When the accused set up this alibi he did not assume the duty of proving it. It was still upon the Prosecution through evidence to carry the accused person and not only put him at the scene of crime but having done so to proceed to show that while there, he committed the offence complained of. This the Prosecution did not do.Put against the evidence of PW1 and PW3 which contradicted itself on a very core issue of identification leaves the accused’s alibi undisturbed.
The contradiction between PW1 and PW3 seriously weakened and dented the evidence of PW1 so gravely that for it to stand those contradictions had to be satisfactorily explained. They pointed to deliberate untruthfulness on the part of PW1 or PW3 if not both, which affected the main substance of the Prosecution case. These contradictions could not be overlooked because they seriously affected the value of their evidence; Twehangane Alfred v UgandaCourt of Appeal Civil Appeal No. 139 /2001. The evidence of PW1 and PW3 having lost its value, the required standard of proof beyond reasonable doubt against A.4, A, 6 and A.8 is not established.
A.2 is said to have been identified by PW12 Lydia Ndelema, she told court that when the deceased and his colleagues arrived they packed in her compound and the rest went away leaving PW4 the GISO in the compound. She said she heard many voices and many people chased and stoned OC. She said she saw A.2 with a stone. She also said she saw A.4 and A.6 with a stone. She said they were many people and that amongst those stoning the OC were those she named. She said she was trembling and run away. She then contradicted herself when she said she run away and that she watched for two hours from 6:00pm to 7:00pm. The evidence of this witness is difficult to believe. First of all six to seven cannot be two hours. Furthermore, PW3 told court that A.4 and A.6 were not there at because they chased him.
PW12 herself said that she was scared and that she runaway. It is the same witness who said she stood there for two hours, and if she watched for two hours a big portion of the watching was done in darkness. A trembling witness, running away coupled with the multitude of the people she said charged the deceased and the darkness that must have engulfed the place are all circumstances most unfavourable for positive identification; SeeAbdallah Nabulere &Anorv Uganda Criminal Appeal No.9 of 1978.
Her evidence is further weakened by the grave contradictions when she says she ran away because of fear and at the same time said she stayed and watched for two hours. This contradiction goes to the root of the matter in as much as there is deliberate untruthfulness which affects the main substance of the Prosecution case.

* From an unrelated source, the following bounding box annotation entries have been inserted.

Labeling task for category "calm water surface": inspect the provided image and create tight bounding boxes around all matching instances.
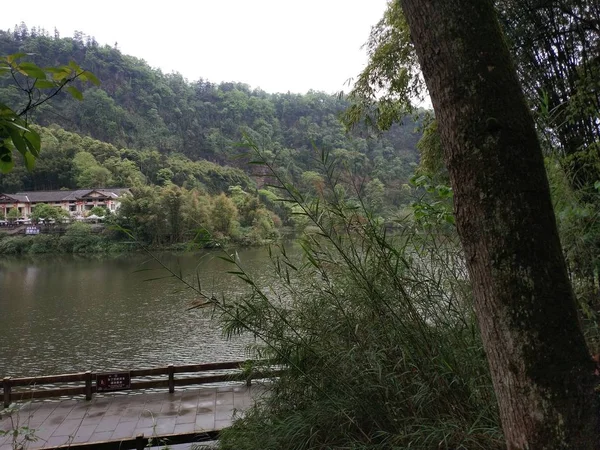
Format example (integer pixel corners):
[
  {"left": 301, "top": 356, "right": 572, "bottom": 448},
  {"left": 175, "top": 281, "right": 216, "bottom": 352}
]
[{"left": 0, "top": 248, "right": 290, "bottom": 378}]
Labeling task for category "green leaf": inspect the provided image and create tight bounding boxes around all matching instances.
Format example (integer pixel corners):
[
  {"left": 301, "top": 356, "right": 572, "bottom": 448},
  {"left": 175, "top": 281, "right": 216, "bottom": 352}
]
[
  {"left": 67, "top": 86, "right": 83, "bottom": 101},
  {"left": 8, "top": 128, "right": 28, "bottom": 155},
  {"left": 6, "top": 53, "right": 27, "bottom": 64},
  {"left": 23, "top": 152, "right": 35, "bottom": 172},
  {"left": 23, "top": 130, "right": 42, "bottom": 157},
  {"left": 35, "top": 80, "right": 57, "bottom": 89},
  {"left": 82, "top": 70, "right": 100, "bottom": 86},
  {"left": 69, "top": 61, "right": 83, "bottom": 72},
  {"left": 0, "top": 145, "right": 15, "bottom": 173},
  {"left": 16, "top": 62, "right": 46, "bottom": 80}
]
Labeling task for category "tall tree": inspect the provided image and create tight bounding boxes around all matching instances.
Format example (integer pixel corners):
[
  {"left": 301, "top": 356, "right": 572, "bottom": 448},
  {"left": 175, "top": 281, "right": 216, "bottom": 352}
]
[{"left": 401, "top": 0, "right": 600, "bottom": 449}]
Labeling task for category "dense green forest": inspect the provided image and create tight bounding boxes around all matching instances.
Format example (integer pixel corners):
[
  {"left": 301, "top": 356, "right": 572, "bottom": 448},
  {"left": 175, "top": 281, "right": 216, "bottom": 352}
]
[{"left": 0, "top": 24, "right": 419, "bottom": 213}]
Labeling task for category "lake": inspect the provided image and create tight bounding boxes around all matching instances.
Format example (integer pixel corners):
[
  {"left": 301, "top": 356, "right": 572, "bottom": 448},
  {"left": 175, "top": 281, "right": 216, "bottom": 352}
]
[{"left": 0, "top": 248, "right": 290, "bottom": 377}]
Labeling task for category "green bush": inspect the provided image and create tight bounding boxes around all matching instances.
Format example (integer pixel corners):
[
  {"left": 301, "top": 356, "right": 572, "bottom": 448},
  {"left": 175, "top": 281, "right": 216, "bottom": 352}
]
[
  {"left": 28, "top": 234, "right": 62, "bottom": 253},
  {"left": 215, "top": 142, "right": 505, "bottom": 450},
  {"left": 0, "top": 236, "right": 32, "bottom": 255}
]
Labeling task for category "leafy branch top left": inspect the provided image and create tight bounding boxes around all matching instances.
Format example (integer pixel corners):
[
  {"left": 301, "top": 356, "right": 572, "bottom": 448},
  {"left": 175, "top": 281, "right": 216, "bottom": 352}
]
[{"left": 0, "top": 53, "right": 100, "bottom": 173}]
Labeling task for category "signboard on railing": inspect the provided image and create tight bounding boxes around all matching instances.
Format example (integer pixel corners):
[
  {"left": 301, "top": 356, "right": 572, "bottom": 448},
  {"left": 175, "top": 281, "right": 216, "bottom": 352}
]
[{"left": 96, "top": 372, "right": 131, "bottom": 392}]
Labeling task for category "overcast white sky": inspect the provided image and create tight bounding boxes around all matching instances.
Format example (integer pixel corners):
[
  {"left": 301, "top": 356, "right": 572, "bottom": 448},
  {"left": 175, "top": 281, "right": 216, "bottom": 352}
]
[{"left": 0, "top": 0, "right": 387, "bottom": 93}]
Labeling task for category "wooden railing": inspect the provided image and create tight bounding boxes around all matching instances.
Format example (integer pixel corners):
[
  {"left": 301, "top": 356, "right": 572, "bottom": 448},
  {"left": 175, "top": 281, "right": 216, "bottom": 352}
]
[{"left": 2, "top": 361, "right": 278, "bottom": 408}]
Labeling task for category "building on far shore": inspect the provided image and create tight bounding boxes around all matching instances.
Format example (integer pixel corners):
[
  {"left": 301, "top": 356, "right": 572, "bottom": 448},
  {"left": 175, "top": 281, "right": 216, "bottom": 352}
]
[{"left": 0, "top": 188, "right": 130, "bottom": 220}]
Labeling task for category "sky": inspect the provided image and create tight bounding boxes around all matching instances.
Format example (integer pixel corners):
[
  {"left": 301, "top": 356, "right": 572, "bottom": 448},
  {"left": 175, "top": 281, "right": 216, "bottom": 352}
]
[{"left": 0, "top": 0, "right": 387, "bottom": 93}]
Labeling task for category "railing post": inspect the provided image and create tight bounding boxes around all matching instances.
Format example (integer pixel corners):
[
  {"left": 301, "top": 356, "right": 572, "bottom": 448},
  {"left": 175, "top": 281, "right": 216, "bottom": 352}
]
[
  {"left": 2, "top": 377, "right": 12, "bottom": 408},
  {"left": 167, "top": 364, "right": 175, "bottom": 394},
  {"left": 135, "top": 433, "right": 146, "bottom": 450},
  {"left": 85, "top": 370, "right": 92, "bottom": 401}
]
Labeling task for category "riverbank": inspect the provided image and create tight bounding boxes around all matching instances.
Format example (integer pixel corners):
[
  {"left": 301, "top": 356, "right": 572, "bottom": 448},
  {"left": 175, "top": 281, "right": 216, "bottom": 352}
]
[{"left": 0, "top": 223, "right": 288, "bottom": 255}]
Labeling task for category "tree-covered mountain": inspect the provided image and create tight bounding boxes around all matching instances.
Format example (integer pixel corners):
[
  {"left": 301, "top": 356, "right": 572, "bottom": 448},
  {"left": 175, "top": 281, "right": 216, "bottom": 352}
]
[{"left": 0, "top": 24, "right": 419, "bottom": 206}]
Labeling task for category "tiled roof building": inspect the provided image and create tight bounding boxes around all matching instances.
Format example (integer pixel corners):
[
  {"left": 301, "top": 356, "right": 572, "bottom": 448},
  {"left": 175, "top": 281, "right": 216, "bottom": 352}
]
[{"left": 0, "top": 188, "right": 130, "bottom": 219}]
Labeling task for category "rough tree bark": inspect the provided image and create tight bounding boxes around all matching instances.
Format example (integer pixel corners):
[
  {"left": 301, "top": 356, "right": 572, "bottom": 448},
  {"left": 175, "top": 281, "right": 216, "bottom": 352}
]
[{"left": 401, "top": 0, "right": 600, "bottom": 450}]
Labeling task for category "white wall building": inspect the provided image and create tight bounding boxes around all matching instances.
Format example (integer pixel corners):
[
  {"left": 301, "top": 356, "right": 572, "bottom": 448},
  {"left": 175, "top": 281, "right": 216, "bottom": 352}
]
[{"left": 0, "top": 188, "right": 130, "bottom": 219}]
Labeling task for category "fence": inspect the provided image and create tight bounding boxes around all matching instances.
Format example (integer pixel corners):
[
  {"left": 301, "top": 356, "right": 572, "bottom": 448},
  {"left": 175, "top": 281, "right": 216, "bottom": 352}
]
[{"left": 2, "top": 361, "right": 279, "bottom": 408}]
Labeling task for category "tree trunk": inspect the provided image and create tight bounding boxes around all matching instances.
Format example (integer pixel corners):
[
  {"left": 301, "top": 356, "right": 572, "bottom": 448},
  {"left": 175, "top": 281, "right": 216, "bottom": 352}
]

As for A.3 he was mentioned by PW4 as the person who tried to prevent the deceased from running away. PW4 did not say that he participated in the beating. From the evidence given before court he is shown as a person who was restraining a person who had killed someone from running away. He may have been reckless in not thinking of what the people around might do but such recklessness did not amount to intentions to kill. In the absence of positive evidence of malice aforethought and actual participation in the beating of the deceased, the Prosecution falls short of establishing the participation of A.3 in the beating and causing death of the deceased.
Turning to A.5 the Prosecution alleged that since he had been in possession of a phone that they believed belonged to the deceased he must have been one of those who participated in the murder of the deceased.

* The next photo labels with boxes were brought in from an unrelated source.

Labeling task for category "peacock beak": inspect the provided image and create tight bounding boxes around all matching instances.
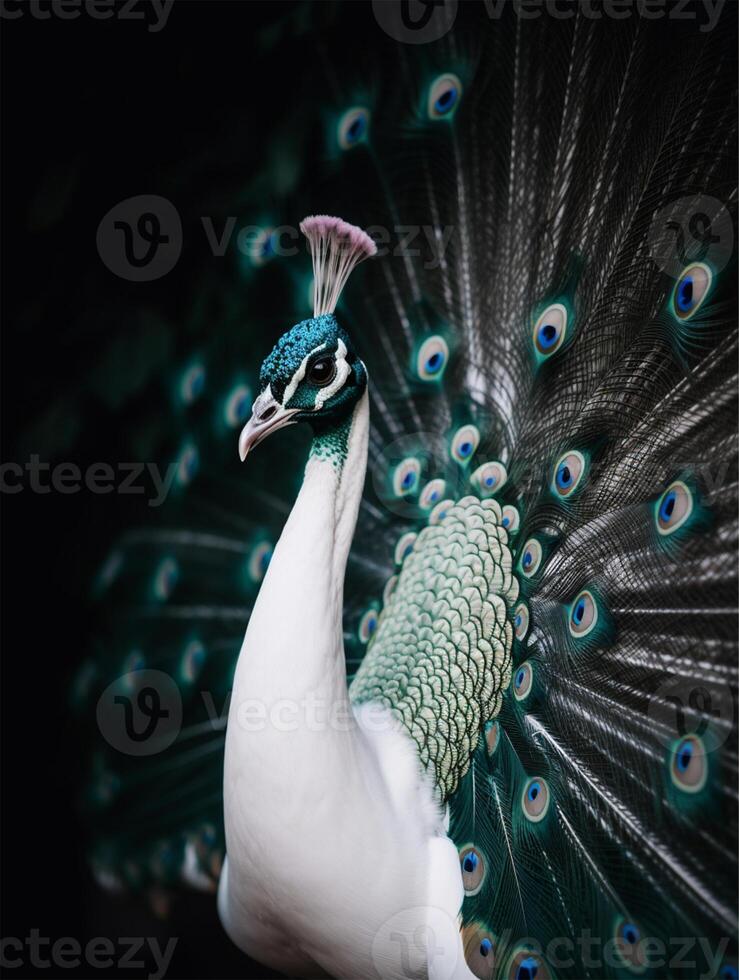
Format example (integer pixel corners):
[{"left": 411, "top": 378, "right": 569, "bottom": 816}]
[{"left": 239, "top": 388, "right": 298, "bottom": 463}]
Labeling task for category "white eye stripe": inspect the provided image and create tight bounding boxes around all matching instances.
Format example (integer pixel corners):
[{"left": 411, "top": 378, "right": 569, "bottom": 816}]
[{"left": 282, "top": 344, "right": 326, "bottom": 408}]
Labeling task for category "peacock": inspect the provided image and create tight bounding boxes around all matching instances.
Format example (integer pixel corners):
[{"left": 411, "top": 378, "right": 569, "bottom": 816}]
[{"left": 78, "top": 3, "right": 737, "bottom": 980}]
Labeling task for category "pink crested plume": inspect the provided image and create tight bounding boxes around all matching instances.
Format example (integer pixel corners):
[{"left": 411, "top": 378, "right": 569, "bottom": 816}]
[{"left": 300, "top": 214, "right": 377, "bottom": 316}]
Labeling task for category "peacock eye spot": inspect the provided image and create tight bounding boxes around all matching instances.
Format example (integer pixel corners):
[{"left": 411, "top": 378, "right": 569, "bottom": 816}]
[
  {"left": 459, "top": 844, "right": 485, "bottom": 895},
  {"left": 672, "top": 262, "right": 713, "bottom": 320},
  {"left": 501, "top": 504, "right": 521, "bottom": 533},
  {"left": 615, "top": 918, "right": 646, "bottom": 973},
  {"left": 670, "top": 735, "right": 708, "bottom": 793},
  {"left": 513, "top": 661, "right": 534, "bottom": 701},
  {"left": 392, "top": 456, "right": 421, "bottom": 497},
  {"left": 414, "top": 334, "right": 449, "bottom": 382},
  {"left": 451, "top": 425, "right": 480, "bottom": 465},
  {"left": 521, "top": 776, "right": 549, "bottom": 823},
  {"left": 462, "top": 922, "right": 496, "bottom": 980},
  {"left": 656, "top": 480, "right": 693, "bottom": 536},
  {"left": 308, "top": 357, "right": 336, "bottom": 388},
  {"left": 539, "top": 323, "right": 557, "bottom": 350},
  {"left": 516, "top": 956, "right": 539, "bottom": 980},
  {"left": 427, "top": 72, "right": 462, "bottom": 119},
  {"left": 534, "top": 303, "right": 567, "bottom": 358},
  {"left": 570, "top": 590, "right": 598, "bottom": 637},
  {"left": 521, "top": 538, "right": 542, "bottom": 578},
  {"left": 551, "top": 450, "right": 585, "bottom": 497},
  {"left": 502, "top": 946, "right": 551, "bottom": 980},
  {"left": 513, "top": 602, "right": 529, "bottom": 640}
]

PW6 told court that through her investigation she found out that a telephone believed to belong to the deceased had been used by the accused person. She called PW5 who was in actual possession of the phone and he told her that he had got the phone from A.5. That she then arrested A.5 who told her that he had received the phone from PW5. She said in these circumstances she didn’t know whom to believe and that without the print out she could not tell whether A.5 had really committed the offence. This print out she relied upon was not exhibited in spite of the several adjournments to enable the attendance of the author.

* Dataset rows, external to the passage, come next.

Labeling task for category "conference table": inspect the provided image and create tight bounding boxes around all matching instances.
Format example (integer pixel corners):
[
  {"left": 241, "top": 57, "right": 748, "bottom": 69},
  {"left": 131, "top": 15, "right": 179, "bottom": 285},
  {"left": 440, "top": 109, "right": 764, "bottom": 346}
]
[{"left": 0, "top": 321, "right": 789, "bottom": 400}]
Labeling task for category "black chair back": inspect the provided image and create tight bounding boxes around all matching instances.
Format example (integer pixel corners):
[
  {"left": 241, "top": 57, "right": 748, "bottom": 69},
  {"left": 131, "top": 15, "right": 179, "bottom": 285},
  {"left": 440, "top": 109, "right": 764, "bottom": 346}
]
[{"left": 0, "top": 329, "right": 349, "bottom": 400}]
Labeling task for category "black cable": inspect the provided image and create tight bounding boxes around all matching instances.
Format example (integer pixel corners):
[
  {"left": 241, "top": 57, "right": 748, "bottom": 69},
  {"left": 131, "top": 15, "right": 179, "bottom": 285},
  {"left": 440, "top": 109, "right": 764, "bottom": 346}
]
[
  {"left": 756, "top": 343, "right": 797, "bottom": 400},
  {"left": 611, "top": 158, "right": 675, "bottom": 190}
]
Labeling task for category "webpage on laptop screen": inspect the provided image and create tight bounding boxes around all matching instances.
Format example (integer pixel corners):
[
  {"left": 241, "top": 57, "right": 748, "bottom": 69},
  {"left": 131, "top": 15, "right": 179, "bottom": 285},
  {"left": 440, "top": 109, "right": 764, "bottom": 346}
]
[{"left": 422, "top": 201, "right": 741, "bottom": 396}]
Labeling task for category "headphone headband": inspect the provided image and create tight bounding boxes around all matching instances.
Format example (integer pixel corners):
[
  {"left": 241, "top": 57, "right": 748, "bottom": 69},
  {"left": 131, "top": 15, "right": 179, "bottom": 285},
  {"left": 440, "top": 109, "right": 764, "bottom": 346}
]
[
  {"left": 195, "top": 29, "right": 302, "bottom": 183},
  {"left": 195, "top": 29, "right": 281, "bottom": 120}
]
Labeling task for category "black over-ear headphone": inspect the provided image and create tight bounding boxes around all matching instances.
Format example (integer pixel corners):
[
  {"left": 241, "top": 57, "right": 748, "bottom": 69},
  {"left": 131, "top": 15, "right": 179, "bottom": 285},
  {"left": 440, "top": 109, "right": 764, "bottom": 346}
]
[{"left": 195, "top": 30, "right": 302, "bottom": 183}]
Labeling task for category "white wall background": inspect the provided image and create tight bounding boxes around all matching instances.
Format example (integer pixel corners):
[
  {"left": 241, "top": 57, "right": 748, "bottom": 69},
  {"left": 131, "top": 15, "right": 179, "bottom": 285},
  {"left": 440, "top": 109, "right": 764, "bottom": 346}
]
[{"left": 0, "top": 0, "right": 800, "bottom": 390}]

In seeking to connect the accused person to the murder of the deceased the Prosecution relied on the doctrine of recent possession. The essence of the doctrine is that when an accused person is found in possession of recently stolen property and is unable to offer any reasonable explanation of how he came to be in possession of that property, a presumption of fact arises that he is either the thief or receiver; Bogere Moses & Anor v Uganda Criminal Appeal No. of 1997.
In such a situation before court can rely on that doctrine as a basis forconviction of accused, the possession must be positively proved. First that the property was found with the suspect, secondly that the property was positively the property of the complainant, thirdly that the property was stolen from the complainant and lastly that the property was recently stolen from the complainant. The issue as to time is important because some property like the handsets move easily from one to the other. In the instant case PW6 told court that the phone was used by A.5 at 10:00pm three hours after the deceased had been killed.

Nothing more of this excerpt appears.